Mom and I have a running joke...
that concerns her mom, my Grandma Lawson. I remember Mom getting her first Teflon skillet, a Christmas present from my dad. Well, really what I remember is my grandmother’s comment about Mom getting her first Teflon skillet.
Mom was so proud, but Grandma Lawson had other opinions, “I don’t want no newfangled Teflon skillet,” she said.
Anything we don’t understand is a “newfangled Teflon skillet.” So, explaining TrueSight and AI to my mom is a little like trying to explain to my grandmother the benefits of a nonstick skillet. Mom’s background in performance and availability management (none) and AI (she’s seen a few movies but didn’t understand Blade Runner or Terminator) are a problem.
So, I asked her, “what would a brain in a box mean in helping with all your problems? Just a box that when you have a question, you simply ask.”
Rather than pouring through the noise, sifting through huge amounts of data, trying to find relevance, organizations could do the same thing leveraging TrueSight as their own “brain in a box.” TrueSight can analyze data and key metrics to find trends and anomalies. But more importantly, it can understand which are meaningful, relevant to your business, and deserve your attention.
TrueSight ingests infrastructure and machine events, network traffic metrics, business metrics or social media activity, any meaningful data event stream. These streams are presented as time series views. They are enhanced with machine learning and analytics that show leading, lagging or otherwise related indicators of all significant events.

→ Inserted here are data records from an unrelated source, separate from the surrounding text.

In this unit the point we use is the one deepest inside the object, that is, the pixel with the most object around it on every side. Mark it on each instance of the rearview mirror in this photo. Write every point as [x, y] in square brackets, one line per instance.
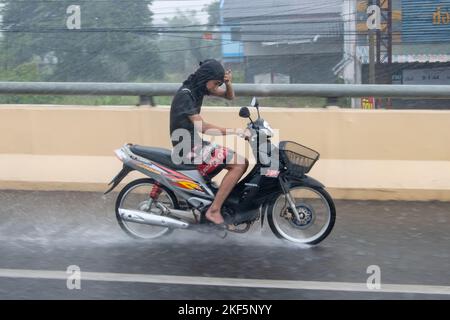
[244, 112]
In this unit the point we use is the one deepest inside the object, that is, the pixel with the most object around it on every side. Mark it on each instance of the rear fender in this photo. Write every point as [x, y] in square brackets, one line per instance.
[305, 181]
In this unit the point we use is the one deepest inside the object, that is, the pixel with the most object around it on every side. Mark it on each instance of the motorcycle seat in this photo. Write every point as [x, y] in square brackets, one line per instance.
[161, 156]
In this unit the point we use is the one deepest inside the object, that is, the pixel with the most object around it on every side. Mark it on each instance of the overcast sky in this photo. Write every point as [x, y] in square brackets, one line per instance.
[168, 8]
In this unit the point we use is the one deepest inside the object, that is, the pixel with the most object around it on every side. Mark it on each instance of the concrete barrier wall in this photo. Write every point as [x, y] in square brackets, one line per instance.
[365, 154]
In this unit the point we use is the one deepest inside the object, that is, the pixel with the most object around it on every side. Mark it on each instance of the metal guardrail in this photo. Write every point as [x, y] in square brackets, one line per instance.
[148, 90]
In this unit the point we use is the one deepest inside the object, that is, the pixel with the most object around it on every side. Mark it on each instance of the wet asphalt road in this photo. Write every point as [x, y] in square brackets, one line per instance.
[409, 241]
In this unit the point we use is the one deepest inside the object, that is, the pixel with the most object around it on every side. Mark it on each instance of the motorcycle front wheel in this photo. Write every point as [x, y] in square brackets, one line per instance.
[316, 210]
[136, 196]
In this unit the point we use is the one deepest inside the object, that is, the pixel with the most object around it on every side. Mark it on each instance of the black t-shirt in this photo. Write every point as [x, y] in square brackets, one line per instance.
[184, 104]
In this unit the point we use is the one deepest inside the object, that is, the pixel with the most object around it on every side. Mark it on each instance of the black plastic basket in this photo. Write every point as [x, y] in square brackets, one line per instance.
[296, 158]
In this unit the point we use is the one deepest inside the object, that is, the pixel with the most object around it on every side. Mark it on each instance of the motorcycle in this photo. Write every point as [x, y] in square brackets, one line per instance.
[177, 196]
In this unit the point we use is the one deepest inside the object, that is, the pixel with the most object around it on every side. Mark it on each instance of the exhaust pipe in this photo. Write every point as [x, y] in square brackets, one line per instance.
[151, 219]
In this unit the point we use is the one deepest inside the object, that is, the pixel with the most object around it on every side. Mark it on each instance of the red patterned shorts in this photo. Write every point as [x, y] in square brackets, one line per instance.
[214, 159]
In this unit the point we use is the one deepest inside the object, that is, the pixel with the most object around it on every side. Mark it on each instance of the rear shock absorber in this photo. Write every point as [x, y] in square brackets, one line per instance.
[156, 191]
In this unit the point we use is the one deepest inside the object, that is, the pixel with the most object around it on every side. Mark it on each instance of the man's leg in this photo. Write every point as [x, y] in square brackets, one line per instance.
[235, 172]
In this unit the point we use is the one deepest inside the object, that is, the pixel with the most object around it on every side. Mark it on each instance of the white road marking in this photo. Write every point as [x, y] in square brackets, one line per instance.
[226, 282]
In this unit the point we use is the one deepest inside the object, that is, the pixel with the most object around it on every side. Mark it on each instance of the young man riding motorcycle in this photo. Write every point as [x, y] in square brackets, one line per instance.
[185, 116]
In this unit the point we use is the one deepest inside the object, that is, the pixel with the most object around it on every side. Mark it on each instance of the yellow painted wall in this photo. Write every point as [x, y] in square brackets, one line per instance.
[365, 154]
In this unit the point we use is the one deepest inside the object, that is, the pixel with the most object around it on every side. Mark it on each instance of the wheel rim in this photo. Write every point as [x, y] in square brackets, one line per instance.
[137, 198]
[314, 209]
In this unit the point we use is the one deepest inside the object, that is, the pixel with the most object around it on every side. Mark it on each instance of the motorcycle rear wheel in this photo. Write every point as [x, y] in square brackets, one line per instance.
[135, 196]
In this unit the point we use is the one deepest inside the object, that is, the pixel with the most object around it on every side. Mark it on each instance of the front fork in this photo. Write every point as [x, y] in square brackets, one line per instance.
[285, 188]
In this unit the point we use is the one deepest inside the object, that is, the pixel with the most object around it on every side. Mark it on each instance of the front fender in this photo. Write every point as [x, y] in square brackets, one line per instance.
[305, 181]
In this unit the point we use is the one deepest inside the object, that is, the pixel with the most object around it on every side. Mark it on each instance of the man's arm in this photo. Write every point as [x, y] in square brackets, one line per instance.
[228, 93]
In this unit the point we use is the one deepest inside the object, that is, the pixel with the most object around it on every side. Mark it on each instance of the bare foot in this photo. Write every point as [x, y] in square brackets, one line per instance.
[214, 216]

By ingesting your data streams, TrueSight learns how your organization behaves. It can even ingest historical data from your legacy systems to better understand what is normal and what isn’t; what’s significant and what isn’t from day one. TrueSight can understand how Monday morning “loads up” your IT resources but then levels out later that day for the remainder of the week. TrueSight can understand how the final week of each month differs from the others, or how December is different from May. It can show how this August differs from last August. Understanding these “patterns” leads to fewer “false positive” event notifications. Immediate cost savings are realized by understanding and responding to only those events that warrant your attention.
TrueSight doesn’t just understand the past. It can provide baseline forecasts so that you can project the future for capacity, availability, technology migration or business planning. In this way, it truly becomes a “brain in a box.” You can understand what happened, is happening and what the future will look like.
So, could organizations arrive at the same insights, solve the same issues without machine learning and analytics? That’s a little like asking if I could cook scrambled eggs in a cast iron skillet like Grandma Lawson’s. In both cases, the answer is yes, but it will take considerable effort, experience and time to get there with questionable results.